Question

The integral of the function \( \frac{1}{9 - 4x^2} \) is :

• A. \( \frac{1}{22} \log_e \left| \frac{3+x}{3-x} \right| + C \)
• B. \( \frac{1}{12} \log_e \left| \frac{3+2x}{3-2x} \right| + C \)
• C. \( \frac{1}{2} \log_e \left| \frac{7+x}{7-x} \right| + C \)
• D. \( \frac{1}{12} \log_e \left| \frac{3-2x}{3+2x} \right| + C \)

Hint:

To avoid confusion between \( a^2-x^2 \) and \( x^2-a^2 \), remember:
If \( x \) is subtracted (\( a^2-x^2 \)), the log has \( (a+x) \) in the numerator.
If \( a \) is subtracted (\( x^2-a^2 \)), the log has \( (x-a) \) in the numerator.
Check the coefficient of \( x^2 \) first! If it's 4, your multiplier will be \( \frac{1}{\sqrt{4}} \times \frac{1}{2a} \).

Answer 1

The Correct Option is B

Step 1: Pull a constant outside.
Take $\dfrac{1}{4}$ out so the $x^2$ stands alone.
\[ \int \frac{dx}{9 - 4x^2} = \frac{1}{4}\int \frac{dx}{\frac{9}{4} - x^2} \]

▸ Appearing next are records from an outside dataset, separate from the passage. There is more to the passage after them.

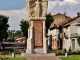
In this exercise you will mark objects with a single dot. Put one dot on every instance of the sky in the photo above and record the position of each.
(16, 10)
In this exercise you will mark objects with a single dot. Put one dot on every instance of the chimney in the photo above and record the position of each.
(78, 14)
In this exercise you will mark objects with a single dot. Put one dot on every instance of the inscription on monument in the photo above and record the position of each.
(38, 34)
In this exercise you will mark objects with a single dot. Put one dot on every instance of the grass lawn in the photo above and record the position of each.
(72, 57)
(17, 58)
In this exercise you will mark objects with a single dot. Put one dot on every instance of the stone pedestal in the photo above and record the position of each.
(36, 42)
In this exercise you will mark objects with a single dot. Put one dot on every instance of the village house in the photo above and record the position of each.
(55, 31)
(71, 32)
(21, 40)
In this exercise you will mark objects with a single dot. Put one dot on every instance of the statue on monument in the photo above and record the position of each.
(36, 8)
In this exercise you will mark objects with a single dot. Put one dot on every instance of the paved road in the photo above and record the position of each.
(42, 58)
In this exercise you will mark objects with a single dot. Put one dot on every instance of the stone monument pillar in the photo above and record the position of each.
(36, 10)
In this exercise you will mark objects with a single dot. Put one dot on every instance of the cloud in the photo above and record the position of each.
(58, 6)
(15, 16)
(69, 2)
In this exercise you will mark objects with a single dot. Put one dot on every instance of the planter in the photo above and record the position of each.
(66, 54)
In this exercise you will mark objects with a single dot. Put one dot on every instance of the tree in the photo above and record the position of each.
(3, 27)
(49, 20)
(24, 27)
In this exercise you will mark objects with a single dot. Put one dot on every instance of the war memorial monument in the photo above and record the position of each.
(36, 10)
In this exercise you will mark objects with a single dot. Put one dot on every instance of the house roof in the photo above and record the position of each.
(64, 22)
(60, 23)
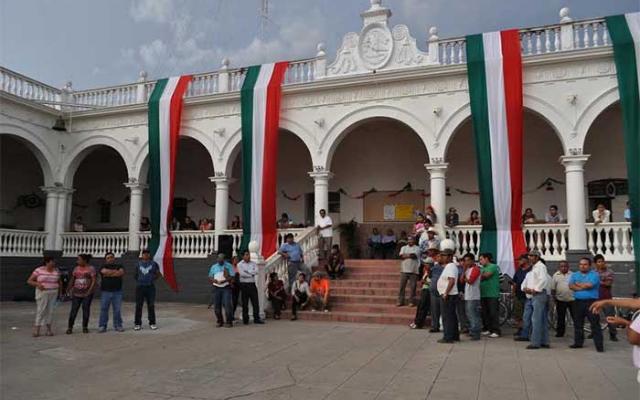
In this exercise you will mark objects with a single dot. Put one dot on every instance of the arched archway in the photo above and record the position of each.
(542, 150)
(294, 186)
(22, 203)
(100, 199)
(604, 142)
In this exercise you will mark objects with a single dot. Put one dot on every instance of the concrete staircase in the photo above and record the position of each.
(367, 293)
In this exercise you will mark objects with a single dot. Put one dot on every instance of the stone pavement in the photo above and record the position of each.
(188, 358)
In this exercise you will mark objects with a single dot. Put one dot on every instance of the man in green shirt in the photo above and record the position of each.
(489, 296)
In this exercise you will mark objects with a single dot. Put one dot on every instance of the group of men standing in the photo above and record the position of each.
(467, 296)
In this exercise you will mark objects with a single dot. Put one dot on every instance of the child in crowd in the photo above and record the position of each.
(335, 263)
(276, 294)
(300, 295)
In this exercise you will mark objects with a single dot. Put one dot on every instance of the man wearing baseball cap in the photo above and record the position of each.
(448, 291)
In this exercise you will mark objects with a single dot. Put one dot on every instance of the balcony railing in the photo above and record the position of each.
(451, 51)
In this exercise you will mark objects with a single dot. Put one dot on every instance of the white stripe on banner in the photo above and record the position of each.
(500, 167)
(164, 114)
(259, 119)
(633, 22)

Step 2: Spot the value of $a$.
Here $\dfrac{9}{4} = \left(\dfrac{3}{2}\right)^2$, so $a = \dfrac{3}{2}$.

Step 3: Use the standard form.
We know $\displaystyle\int \frac{dx}{a^2 - x^2} = \frac{1}{2a}\log\left|\frac{a+x}{a-x}\right|$. With $a = \frac{3}{2}$ the factor is $\dfrac{1}{2a} = \dfrac{1}{3}$.
\[ \frac{1}{4}\cdot \frac{1}{3}\log\left|\frac{\frac{3}{2}+x}{\frac{3}{2}-x}\right| + C \]

Step 4: Clean the fraction inside.
Multiply top and bottom inside the log by $2$. The outside becomes $\dfrac{1}{12}$.
\[ \frac{1}{12}\log\left|\frac{3+2x}{3-2x}\right| + C \]
That is option 2.
\[ \boxed{\dfrac{1}{12}\log_e\left|\dfrac{3+2x}{3-2x}\right| + C} \]